The story revolves around a London appartment, left to American twin girls, Julia and Valentina, after the death of their aunt. The novel contains her trademark themes of the achings of love and loss that almost override its supernatural elements. Niffenegger draws the reader in, inspiring curiosity through the haunting morbidity of the novel, assisted only somewhat by it being set in an apartment neighbouring a cemetery.

{{ quote The central love story is brilliantly atypical }}

The title of the novel is taken from William Blake’s _The Tyger_. While on one level the title is a simple comment on the girls being mirror-twins, and the emerging difficulty in their relationship in terms of power balance and clashing personalities and aspirations.

But the reference to Blake’s poem brings attention to other subtler aspects of the story. Many of the characters are likened to animals and this is reflected by Blake’s poem about wild animals in this addition to the _Songs of Experience_ with one twin embodying the nature of the ‘tyger’, but this also asks questions about its _Songs of Innocence_ counterpart: ‘The Lamb’ and how this relates to the other, meeker twin.

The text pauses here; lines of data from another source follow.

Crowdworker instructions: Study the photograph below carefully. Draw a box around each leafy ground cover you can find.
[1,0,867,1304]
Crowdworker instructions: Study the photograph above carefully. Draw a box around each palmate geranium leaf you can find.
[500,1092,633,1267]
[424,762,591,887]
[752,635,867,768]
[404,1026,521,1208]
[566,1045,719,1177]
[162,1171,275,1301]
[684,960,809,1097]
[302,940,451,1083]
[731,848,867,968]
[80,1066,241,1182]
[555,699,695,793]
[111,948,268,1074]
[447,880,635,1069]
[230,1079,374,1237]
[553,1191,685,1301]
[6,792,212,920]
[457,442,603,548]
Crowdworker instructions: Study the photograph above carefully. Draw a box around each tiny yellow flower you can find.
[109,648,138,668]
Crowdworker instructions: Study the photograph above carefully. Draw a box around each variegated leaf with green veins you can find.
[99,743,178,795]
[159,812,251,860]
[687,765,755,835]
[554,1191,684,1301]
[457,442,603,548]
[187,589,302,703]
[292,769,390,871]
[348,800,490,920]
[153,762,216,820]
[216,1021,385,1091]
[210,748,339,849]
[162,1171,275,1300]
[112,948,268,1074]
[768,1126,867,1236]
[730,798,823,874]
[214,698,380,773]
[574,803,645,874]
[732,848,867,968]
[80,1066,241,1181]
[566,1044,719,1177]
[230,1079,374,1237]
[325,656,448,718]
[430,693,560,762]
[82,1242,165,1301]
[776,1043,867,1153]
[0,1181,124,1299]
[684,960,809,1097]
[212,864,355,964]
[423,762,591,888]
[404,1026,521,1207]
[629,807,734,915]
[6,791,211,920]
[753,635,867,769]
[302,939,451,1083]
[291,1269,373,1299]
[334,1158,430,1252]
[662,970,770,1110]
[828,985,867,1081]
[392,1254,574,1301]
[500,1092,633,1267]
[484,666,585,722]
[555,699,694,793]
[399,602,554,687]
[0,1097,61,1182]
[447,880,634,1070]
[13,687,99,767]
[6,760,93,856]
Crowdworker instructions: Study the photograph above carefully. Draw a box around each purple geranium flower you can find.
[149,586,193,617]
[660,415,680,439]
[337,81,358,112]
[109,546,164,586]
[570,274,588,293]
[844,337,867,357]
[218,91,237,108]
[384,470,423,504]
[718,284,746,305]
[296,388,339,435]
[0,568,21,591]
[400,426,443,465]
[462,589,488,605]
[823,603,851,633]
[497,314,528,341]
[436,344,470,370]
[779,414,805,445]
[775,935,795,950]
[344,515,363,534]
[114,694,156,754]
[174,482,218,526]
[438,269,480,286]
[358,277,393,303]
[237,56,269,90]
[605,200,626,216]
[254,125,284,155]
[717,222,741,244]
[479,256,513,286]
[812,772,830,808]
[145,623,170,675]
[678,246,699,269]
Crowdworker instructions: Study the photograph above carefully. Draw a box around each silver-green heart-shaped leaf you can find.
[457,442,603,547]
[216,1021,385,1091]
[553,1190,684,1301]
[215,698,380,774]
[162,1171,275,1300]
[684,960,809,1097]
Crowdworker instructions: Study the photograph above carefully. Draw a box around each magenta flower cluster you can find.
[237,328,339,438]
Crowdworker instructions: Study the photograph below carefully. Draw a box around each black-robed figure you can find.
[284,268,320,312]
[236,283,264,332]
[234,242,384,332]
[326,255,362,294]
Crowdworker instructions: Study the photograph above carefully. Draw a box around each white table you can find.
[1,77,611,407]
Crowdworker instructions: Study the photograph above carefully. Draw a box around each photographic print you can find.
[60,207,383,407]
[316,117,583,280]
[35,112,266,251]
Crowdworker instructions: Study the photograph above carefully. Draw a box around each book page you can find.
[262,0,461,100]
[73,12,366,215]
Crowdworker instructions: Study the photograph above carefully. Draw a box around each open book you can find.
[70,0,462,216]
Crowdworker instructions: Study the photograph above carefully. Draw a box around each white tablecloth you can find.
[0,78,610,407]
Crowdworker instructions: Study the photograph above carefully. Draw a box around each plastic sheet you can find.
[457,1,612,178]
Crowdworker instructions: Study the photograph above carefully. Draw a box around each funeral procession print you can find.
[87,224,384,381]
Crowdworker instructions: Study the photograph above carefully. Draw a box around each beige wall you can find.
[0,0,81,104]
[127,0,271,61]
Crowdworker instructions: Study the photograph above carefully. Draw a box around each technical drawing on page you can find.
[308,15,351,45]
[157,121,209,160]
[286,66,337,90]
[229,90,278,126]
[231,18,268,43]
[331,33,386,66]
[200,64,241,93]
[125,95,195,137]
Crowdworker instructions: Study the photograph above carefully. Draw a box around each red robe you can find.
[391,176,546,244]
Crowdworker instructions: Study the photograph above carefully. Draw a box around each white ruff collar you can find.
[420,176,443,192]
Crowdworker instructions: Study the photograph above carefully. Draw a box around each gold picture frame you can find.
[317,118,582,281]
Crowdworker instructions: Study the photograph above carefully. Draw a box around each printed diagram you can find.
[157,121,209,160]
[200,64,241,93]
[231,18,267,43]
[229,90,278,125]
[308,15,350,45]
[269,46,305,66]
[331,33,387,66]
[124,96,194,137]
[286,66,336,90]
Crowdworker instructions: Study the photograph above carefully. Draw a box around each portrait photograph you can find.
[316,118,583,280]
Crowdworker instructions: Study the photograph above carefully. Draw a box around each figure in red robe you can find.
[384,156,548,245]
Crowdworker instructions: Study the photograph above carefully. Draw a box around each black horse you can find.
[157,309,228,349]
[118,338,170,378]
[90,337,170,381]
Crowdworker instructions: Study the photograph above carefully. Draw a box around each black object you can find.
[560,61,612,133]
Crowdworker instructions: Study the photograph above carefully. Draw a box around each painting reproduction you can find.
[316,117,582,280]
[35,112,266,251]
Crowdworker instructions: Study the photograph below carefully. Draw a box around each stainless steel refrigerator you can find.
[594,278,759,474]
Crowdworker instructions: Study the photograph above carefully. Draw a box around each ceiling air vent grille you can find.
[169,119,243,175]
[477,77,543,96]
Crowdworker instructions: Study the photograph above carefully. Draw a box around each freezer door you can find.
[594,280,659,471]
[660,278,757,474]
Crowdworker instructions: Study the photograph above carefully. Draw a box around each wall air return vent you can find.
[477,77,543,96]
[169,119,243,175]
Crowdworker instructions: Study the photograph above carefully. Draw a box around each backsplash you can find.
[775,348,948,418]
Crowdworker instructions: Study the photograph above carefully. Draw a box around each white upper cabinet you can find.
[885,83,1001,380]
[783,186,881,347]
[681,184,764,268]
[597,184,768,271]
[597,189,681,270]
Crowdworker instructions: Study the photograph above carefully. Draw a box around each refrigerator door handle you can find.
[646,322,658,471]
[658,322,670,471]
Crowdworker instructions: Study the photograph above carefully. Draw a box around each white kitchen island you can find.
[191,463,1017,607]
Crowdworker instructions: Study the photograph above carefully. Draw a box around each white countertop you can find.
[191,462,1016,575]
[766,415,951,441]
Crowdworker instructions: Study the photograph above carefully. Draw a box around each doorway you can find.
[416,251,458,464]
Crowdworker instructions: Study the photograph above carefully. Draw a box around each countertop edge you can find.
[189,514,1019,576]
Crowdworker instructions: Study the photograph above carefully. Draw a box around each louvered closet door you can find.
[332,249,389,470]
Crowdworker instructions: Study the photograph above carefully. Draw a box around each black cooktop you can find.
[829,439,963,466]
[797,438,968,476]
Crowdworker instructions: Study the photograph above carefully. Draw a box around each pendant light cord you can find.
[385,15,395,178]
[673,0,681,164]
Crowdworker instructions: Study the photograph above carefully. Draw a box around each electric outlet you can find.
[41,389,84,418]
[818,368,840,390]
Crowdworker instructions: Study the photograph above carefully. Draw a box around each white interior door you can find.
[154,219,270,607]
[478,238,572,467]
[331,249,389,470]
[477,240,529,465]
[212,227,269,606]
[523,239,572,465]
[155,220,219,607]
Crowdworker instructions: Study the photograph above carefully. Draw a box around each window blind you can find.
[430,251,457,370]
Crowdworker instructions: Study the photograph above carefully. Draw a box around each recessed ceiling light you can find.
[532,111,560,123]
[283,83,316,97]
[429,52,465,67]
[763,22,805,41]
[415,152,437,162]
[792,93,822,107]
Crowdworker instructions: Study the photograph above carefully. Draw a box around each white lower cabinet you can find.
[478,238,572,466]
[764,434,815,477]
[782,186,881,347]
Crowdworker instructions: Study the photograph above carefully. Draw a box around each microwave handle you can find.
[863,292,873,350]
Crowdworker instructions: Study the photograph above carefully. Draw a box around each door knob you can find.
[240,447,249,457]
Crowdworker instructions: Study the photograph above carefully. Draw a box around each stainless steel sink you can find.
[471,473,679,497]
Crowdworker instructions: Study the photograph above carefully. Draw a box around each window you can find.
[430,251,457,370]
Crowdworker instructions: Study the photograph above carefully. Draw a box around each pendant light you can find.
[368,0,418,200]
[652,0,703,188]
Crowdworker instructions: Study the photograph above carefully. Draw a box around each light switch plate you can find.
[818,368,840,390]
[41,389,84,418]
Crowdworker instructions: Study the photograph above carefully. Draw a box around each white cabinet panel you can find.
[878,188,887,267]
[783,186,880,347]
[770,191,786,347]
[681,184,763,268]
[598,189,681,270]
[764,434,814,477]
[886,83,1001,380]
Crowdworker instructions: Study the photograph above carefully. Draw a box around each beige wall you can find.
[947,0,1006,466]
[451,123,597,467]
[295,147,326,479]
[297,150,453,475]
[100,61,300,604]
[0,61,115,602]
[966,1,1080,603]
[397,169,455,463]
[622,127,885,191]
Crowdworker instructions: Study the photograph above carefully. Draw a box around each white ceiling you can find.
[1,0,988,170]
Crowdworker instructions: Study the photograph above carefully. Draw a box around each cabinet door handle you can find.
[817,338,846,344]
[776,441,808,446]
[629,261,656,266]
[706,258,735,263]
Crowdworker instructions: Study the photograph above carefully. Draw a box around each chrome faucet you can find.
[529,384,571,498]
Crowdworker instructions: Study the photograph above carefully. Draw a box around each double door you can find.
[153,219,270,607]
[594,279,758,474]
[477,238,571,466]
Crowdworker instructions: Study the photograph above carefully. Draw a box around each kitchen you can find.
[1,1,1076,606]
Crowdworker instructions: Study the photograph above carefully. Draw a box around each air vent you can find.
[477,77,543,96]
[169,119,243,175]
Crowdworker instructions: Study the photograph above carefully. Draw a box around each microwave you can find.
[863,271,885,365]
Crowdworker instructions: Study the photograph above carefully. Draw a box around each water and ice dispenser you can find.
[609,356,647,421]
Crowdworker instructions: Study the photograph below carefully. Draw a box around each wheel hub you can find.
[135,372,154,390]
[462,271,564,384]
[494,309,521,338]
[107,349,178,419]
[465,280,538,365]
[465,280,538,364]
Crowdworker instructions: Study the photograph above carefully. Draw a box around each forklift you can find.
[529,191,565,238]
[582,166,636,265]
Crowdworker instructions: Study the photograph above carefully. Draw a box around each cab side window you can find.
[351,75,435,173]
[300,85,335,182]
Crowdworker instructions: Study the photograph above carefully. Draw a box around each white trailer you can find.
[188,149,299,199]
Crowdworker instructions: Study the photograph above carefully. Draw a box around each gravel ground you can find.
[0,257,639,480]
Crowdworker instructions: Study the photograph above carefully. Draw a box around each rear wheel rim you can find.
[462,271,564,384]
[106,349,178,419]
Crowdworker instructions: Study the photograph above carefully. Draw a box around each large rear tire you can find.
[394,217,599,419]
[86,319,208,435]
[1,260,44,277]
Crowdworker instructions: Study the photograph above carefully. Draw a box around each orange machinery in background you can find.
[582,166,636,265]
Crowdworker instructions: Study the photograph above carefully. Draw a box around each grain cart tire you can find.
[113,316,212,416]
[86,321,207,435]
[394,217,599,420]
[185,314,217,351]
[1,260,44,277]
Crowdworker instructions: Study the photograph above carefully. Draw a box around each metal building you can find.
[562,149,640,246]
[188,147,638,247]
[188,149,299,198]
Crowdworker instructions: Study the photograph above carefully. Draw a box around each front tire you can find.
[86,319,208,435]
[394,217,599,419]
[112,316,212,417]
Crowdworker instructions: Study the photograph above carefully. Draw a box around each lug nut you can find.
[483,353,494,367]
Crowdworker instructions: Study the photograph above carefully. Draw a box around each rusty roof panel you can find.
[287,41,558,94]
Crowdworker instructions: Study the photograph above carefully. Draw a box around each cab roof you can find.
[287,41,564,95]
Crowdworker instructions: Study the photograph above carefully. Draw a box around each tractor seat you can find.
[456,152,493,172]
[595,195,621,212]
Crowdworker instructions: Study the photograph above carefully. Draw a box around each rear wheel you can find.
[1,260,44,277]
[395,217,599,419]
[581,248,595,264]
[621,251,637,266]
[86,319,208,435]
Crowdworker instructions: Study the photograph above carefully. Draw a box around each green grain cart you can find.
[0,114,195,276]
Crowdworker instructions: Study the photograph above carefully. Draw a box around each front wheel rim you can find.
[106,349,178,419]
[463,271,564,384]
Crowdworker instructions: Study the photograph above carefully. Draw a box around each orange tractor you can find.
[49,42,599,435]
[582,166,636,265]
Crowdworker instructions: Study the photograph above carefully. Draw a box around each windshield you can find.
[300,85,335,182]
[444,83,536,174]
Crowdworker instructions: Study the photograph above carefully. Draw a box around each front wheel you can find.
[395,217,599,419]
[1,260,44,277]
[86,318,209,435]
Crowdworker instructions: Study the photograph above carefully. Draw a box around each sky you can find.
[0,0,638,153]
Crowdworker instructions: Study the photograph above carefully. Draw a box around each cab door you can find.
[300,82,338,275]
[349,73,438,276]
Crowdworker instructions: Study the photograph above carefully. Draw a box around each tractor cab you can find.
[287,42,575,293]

Animals aside, _The Tyger_ also comments on God as the awe inspiring creator of nature, and this is the most illuminating of Niffenegger’s reference, as the characters meddle with divine creation and control as they take life and death into their own hands. In relation to the _Songs of Innocence and Experience_, Niffenegger asks the same question as Blake: how could the same person have made the tyger and the lamb? How could the same god create Julia and Valentina?

The perspective of the story is slightly unusual: it stands externally, yet switches between the inner thoughts of the different characters involved.

This may seem a little too objective for some, not allowing the reader to delve into the mind of the narrator, however in _Her Fearful Symmetry_, it works beautifully as the intricacies of the characters and how they relate to one another is one of its most captivating features.

Niffenegger’s originality and creativity manifest themselves not only in the uniqueness of the story itself, but in the highly unusual and concerningly developed characters, one being Martin: a man with progessively severe OCD, and in the acknowledgements, Niffenegger shows the extent of research that went in to the novel, illustrated in the wonderful character of Martin, and the historically accurate depiction of Highgate Cemetery.

_Her Fearful Symmetry_ does not fall foul of predictability as the plot twists and contorts itself around the different characters, oscillating between long and short chapters, leaving the reader in a perpetual state of curiosity about what will happen next.

Similarly, the characters are not black and white: they are constructed with care and detail.The central characters evolve and Niffenegger leads you to gradually change your perception of them throughout the course of the novel.

The central love story is brilliantly atypical and Niffenegger manages to enchant the reader with a love story that simply fades, they are not the star crossed lovers of Shakespeare: they have flaws, they deceive each other, and they simply fall out of love, while the ‘true love’ stories are those that rest in the background, and may not be those shared between lovers.

_Her Fearful Symmetry_ is an articulation the moral ‘be careful what you wish for’ as each of the central characters are left with devastating circumstances after reality does not match up with their fantasies. It begs the question of what you really want and the extent to which you will go to get it.

The only criticism I can find for _Her Fearful Symmetry_, is that Niffenegger’s American background seeps into the novel, which is set in London, as the characters are buck-toothed and well spoken, while the children play croquet and have afternoon tea.

It would seem that Niffenegger is working from the American stereotype of English people and fails to get a grasp of modern Londoners. This is made more disappointing considering how much research went into other more intricate and specialist aspects of the novel, yet left this obvious element glaring. However, this may have been a result of marketing the novel towards American readers who may fail to see the misjudgements.

All things considered, if you were captivated by _The Time Traveller’s Wife_ then _Her Fearful Symmetry_ will undoubtedly have the same effect, as you become engrossed in the strange goings on of the Vautravers appartment block. The exquisiteness of her writing invites you in, and the rollercoaster structure keeps you on your toes until the very end.